Ben John, a 21-year-old Nazi sympathiser long identified as a terror risk, who had been writing anti-immigrant and homophobic letters before graduating to downloading instructions on how to build a bomb, was found guilty in August of possessing material likely to be useful for preparing an act of terror. The charge carries with it a potential 15-year prison sentence.

John missed out on jail time “by the skin of his teeth”. Instead, he’s been set homework of reading the great English canon — swapping out white-supremacist literature for the work of Jane Austen, William Shakespeare, Thomas Hardy and Charles Dickens.

“An approach like this doesn’t come from any formal deradicalisation framework, except perhaps if the texts contain ideas that might change someone’s perspective,” Dr Clarke Jones of the Australian Intervention Support Hub at Australian National University told Crikey.

“So I’m in two minds — on the one hand, is there any evidence that this will be effective? On the other, hats off to the judge for looking for alternatives to prison time; once a young offender is the criminal justice system it can a be a very slippery slope.”

While there are many commonalities, there is no “one size fits all” factor that turns someone towards extremism. “There’s a number of reasons someone would join an extremist group,” Jones said. “Feeling they don’t belong, distrust of the government and police, a lack of belonging in the family — any number of things that might lead them to seek protection and identity.”

Indeed, the judge observed of John: “You are a lonely individual with few if any true friends.”

And just as surely, there is no one thing that turns people away from those same groups. Even if there were a strong evidence base for literature as a way out, John is unlikely to read the line, “I shall do one thing in this life — one thing certain — that is, love you, and long for you, and keep wanting you till I die,” blink away a tear and realise in a moment what a pathetic lie had seduced him.

“People are not in the group one day and out of the group another day,” distinguished professor of sociology Kathleen Blee told the Southern Poverty Law Centre back in 2016. “Also, people have to exit on many levels. They have to exit in the sense of breaking their ties with people, changing who they’re hanging around with. They exit in terms of leaving the lifestyle, maybe the criminal actions or the violent actions they were associated with.

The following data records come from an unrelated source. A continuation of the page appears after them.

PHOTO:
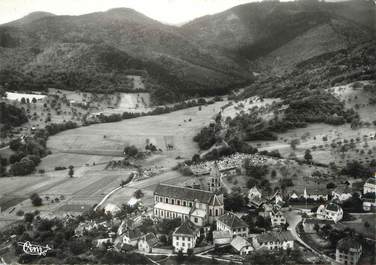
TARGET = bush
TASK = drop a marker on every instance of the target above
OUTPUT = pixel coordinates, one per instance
(131, 151)
(36, 200)
(20, 213)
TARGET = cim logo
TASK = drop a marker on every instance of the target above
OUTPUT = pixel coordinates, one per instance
(32, 249)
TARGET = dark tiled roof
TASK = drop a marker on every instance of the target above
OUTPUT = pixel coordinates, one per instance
(345, 244)
(369, 196)
(183, 193)
(232, 220)
(214, 200)
(332, 207)
(371, 181)
(151, 239)
(133, 234)
(275, 236)
(186, 228)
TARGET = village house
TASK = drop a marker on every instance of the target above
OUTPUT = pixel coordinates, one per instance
(199, 206)
(85, 227)
(232, 223)
(330, 211)
(185, 237)
(241, 245)
(315, 194)
(370, 185)
(369, 202)
(221, 237)
(147, 242)
(274, 240)
(103, 241)
(112, 209)
(255, 197)
(277, 218)
(342, 193)
(131, 237)
(348, 251)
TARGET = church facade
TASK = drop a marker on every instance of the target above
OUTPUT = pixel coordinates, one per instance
(200, 206)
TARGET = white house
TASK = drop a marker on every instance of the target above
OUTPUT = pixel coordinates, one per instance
(315, 194)
(221, 237)
(348, 251)
(147, 242)
(131, 237)
(199, 206)
(330, 211)
(254, 193)
(112, 209)
(342, 193)
(274, 240)
(276, 217)
(255, 197)
(241, 245)
(369, 201)
(370, 185)
(185, 237)
(232, 223)
(101, 242)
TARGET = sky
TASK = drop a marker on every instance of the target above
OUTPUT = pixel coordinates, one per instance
(167, 11)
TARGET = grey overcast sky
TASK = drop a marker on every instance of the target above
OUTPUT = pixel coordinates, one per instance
(167, 11)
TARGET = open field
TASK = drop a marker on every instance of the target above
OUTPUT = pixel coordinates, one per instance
(359, 225)
(162, 129)
(84, 148)
(313, 137)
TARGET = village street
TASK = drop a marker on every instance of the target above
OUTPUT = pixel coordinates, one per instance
(293, 218)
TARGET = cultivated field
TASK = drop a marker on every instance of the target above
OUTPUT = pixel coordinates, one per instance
(89, 151)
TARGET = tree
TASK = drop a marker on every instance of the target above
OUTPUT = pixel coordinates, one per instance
(71, 171)
(294, 143)
(36, 200)
(138, 194)
(308, 156)
(131, 151)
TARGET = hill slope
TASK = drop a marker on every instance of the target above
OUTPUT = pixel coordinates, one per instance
(285, 33)
(54, 45)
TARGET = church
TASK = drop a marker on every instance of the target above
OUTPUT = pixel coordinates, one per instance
(200, 206)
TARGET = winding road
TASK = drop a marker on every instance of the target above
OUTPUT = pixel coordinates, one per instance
(294, 218)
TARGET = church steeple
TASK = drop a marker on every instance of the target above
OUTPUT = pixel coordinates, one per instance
(214, 179)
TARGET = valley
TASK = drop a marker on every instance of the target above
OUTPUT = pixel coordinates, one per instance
(247, 136)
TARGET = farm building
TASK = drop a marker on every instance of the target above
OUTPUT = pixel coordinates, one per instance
(232, 223)
(348, 251)
(185, 237)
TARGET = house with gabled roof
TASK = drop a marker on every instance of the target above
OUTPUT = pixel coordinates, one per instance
(241, 245)
(330, 211)
(276, 217)
(185, 237)
(348, 251)
(131, 237)
(370, 185)
(274, 240)
(232, 223)
(147, 242)
(369, 201)
(199, 206)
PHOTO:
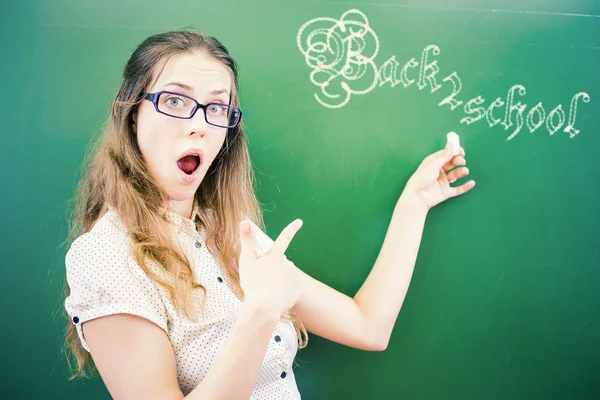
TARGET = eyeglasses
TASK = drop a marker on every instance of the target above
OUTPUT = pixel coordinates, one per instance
(184, 107)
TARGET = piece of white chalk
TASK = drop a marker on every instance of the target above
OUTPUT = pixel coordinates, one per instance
(453, 138)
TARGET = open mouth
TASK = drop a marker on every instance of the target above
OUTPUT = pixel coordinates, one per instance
(189, 164)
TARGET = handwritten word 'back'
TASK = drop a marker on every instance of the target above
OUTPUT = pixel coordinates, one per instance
(341, 54)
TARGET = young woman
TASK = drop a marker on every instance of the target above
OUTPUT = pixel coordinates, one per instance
(174, 290)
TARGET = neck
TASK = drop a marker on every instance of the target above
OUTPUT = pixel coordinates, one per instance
(182, 207)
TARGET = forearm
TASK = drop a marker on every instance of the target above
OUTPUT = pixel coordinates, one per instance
(236, 369)
(382, 294)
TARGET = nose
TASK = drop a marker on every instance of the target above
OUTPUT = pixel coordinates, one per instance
(197, 124)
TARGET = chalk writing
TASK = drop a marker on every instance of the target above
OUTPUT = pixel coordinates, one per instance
(341, 53)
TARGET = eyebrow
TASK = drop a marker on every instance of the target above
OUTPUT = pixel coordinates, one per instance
(188, 87)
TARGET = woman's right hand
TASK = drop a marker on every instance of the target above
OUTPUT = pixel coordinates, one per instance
(270, 281)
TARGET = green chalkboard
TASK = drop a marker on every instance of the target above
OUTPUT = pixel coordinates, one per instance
(341, 101)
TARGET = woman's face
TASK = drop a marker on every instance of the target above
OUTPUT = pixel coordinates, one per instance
(165, 141)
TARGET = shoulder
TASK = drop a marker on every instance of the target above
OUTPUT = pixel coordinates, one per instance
(107, 243)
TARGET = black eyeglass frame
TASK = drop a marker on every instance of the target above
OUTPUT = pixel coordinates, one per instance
(153, 98)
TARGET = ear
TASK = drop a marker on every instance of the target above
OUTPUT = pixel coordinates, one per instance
(133, 122)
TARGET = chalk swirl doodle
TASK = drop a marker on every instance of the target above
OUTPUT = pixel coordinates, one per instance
(338, 51)
(341, 54)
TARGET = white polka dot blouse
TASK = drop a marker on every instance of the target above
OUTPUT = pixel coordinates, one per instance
(104, 279)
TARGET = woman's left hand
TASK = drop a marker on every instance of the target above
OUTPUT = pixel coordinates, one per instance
(431, 181)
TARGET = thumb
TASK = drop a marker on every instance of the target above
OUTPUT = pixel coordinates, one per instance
(248, 242)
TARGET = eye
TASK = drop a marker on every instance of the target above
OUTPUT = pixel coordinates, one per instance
(174, 101)
(217, 109)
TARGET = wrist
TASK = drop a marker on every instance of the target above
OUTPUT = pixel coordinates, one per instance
(259, 311)
(411, 200)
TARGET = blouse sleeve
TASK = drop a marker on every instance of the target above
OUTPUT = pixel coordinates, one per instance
(263, 241)
(104, 279)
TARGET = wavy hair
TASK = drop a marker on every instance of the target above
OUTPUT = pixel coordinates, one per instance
(116, 177)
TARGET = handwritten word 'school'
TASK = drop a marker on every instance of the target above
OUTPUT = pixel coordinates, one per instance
(341, 54)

And they exit in terms of changing their ideas.”

Beyond the effectiveness, of course, is whether one can imagine a young Muslim man, arrested after bellowing anti-Semitism and homophobia online and downloading a bomb-making manual, sentenced to brushing up on the classics.

“I certainly haven’t seen this with young Muslim offenders — in fact, it’s been quite the reverse,” Jones said. “Harsher sentences are the norm and those leaving prison have a harder time reintegrating due to strict control order being placed on them. I’ve worked on several legal cases to try and reduce the time offenders spend on Extended Supervision Orders.”